The US weather pattern is still too cold across the Eastern Corn Belt, but elsewhere conditions will be very close to normal. Wheat’s ongoing correction is not helpful in finding summer feed consumption, and some position squaring is noted ahead of Wednesday’s USDA May report – in which the trade expects a very modest decline in 17/18 US corn end stocks. Corn just lacks a bull or bear story!

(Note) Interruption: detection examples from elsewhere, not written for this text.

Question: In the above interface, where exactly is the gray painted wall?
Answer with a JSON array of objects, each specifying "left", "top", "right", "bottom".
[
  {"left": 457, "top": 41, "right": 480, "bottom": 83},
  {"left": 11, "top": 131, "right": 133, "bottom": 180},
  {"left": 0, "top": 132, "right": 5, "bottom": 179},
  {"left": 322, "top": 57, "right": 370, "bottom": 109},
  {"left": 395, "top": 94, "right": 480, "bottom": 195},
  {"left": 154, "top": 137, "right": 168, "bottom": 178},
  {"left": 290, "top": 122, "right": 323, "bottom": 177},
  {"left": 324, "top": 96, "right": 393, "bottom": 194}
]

US seeding reached 47% complete, vs. 52% on average since 2012, and states most behind include; MI, MN, WI and the Dakotas – where it’s been temps more than precip delaying fieldwork. Progress as of next Sunday should reach 64-72% complete, which is still slightly behind average but eases fears of meaningful yield loss due to planting dates. S American cash offers are still $.10-.20/Bu below US Gulf premiums beyond June, there are hints of abnormal rainfall impacting Brazil in the second half of May, and coming rainfall will help Black Sea wheat yield potential.
ARC cautions against chasing any break below $3.60 basis July, and instead expects range-bound trade to continue. Key will be the USDA’s idea major exporters’ stocks/use in 17/18. Await summer weather scares to advance sales. Funds are too short for a lasting decline with 50% of the crop in the bag. Spot corn should trade a $3.60-3.85 range.